Unlike stories about American literary prizes, such as the Pulitzer and the National Book Award, much of most of the British news stories about the just-announced shortlist for Britain's Man Booker Prize for Fiction is taken up with bookie quotes and analysis. Ladbrokes rates Ian McEwan ("On Chesil Beach," at 6/4) ahead of Lloyd Jones ("Mister Pip," at 4/1), while William Hill favors New Zealander Lloyd over McEwan at 2/1 and 5/2 respectively. To American eyes, it's strange -- more bookies than literary people are quoted on the authors and their works.
The five Man Booker judges are all serious people, presumably determined to evaluate the six finalists and vote first for their favorite, and if that book does not attract at least three votes, to coalesce around a second-favorite.
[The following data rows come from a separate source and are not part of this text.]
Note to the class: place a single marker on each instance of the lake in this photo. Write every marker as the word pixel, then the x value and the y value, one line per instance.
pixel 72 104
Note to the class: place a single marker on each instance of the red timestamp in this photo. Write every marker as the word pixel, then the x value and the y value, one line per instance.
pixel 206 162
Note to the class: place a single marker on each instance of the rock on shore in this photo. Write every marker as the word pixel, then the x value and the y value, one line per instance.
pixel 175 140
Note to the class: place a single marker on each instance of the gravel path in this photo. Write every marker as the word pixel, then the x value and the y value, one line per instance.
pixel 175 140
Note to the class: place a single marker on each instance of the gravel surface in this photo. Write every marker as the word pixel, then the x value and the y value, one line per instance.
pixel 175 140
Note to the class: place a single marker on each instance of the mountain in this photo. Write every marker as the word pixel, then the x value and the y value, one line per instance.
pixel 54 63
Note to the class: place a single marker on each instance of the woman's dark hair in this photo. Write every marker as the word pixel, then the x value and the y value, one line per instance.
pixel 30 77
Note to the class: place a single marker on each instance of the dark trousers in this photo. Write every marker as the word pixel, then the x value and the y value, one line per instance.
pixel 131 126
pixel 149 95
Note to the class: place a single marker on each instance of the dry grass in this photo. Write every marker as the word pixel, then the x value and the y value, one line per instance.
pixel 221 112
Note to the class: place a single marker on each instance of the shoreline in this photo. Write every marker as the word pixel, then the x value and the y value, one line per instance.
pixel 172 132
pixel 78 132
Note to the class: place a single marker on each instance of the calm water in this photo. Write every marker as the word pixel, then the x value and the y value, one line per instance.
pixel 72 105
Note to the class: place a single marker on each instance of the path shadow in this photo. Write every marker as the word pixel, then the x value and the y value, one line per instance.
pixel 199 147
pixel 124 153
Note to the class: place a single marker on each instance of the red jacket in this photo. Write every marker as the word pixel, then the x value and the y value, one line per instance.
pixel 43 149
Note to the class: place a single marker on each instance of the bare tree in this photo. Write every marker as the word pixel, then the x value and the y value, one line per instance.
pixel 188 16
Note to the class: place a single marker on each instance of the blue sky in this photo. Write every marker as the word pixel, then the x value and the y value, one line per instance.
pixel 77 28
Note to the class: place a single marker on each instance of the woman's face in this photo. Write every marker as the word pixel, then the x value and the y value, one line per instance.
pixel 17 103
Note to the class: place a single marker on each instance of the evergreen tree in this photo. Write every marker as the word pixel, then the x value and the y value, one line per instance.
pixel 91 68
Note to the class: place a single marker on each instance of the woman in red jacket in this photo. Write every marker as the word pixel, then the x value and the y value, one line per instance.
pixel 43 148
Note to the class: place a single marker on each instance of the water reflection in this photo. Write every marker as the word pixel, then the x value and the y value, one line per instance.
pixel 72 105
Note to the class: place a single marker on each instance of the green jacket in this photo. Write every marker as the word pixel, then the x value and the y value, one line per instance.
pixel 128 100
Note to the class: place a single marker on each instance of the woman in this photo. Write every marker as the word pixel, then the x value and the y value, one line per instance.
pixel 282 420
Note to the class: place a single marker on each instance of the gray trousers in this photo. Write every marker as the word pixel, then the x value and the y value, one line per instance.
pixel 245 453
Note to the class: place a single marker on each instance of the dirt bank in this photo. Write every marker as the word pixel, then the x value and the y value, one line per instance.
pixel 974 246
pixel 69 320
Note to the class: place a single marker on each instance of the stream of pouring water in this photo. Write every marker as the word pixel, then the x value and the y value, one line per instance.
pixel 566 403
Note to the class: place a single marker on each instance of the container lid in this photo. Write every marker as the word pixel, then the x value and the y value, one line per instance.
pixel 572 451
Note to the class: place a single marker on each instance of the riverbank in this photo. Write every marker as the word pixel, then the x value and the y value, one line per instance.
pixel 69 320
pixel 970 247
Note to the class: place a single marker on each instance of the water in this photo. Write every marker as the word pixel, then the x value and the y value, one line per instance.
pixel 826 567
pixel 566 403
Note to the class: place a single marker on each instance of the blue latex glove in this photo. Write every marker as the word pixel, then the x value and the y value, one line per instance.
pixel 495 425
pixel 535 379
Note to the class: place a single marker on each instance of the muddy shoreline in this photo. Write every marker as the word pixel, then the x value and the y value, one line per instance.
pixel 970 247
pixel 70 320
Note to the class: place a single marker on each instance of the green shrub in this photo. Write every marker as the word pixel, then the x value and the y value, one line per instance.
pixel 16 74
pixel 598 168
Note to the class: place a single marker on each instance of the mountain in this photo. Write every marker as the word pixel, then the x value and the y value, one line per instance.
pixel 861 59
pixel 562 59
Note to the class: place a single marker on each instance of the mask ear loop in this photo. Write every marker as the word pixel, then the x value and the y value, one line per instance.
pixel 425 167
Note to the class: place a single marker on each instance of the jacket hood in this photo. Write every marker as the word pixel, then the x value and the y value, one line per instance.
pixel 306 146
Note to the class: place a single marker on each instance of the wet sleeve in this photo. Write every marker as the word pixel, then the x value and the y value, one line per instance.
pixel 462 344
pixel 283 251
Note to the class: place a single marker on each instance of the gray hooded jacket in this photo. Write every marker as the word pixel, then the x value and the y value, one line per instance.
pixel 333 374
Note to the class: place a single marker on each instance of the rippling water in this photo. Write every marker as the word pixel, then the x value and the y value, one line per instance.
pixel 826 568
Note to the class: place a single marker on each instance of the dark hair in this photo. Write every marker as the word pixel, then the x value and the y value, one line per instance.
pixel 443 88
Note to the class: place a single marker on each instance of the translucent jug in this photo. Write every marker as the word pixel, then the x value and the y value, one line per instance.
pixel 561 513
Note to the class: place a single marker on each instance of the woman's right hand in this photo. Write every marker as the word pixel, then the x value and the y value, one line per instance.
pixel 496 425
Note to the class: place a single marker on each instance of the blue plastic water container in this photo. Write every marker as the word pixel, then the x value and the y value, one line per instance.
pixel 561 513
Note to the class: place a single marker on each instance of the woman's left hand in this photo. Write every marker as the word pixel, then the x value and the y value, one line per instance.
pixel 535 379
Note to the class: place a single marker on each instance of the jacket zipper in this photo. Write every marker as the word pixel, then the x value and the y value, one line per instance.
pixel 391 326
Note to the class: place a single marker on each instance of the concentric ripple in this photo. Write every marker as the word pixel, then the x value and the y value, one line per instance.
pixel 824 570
Having sat on several book prize panels myself, including the National Book Critics Circle, I know that is the way it works.
However, the Man Booker judges can't help but read these stories about the bookies and their odds, and you wonder how it might influence them. If McEwen were the overwhelming favorite, would that make a judge incline toward a long-shot, in an unconscious effort to demonstrate absolute independence? The bookies are not laying odds based on quality, the way Las Vegas considers a football team's talent or a racehorse's previous runs. They are looking at the types of books, or nationalities of authors, that have won recently. Presumably they're making Indra Sinha a long-shot at 8/1 because her book is set in India, and Kiran Desai's 2006 winner, "The Inheritance of Loss," was also partly set in India, and they can't imagine the panel would pick another such book two years in a row.
But if I'm a judge (and the panel is new every year), I'm going to vote for the best book in the six. I'm not going to shove Anne Enright ("The Gathering," also 8/1 by Hill), a Dubliner, out of the running because an Irish writer won two years ago, amid much grumbling. I'm not going to vote for Ian McEwan because I think he was robbed when his last book didn't make the list, as some people believed.
But this is probably why the Man Booker is such an enjoyable wager for people. The really important variable -- what the judges think of the books -- is impossible to handicap. There's no accounting for, or laying odds on, taste.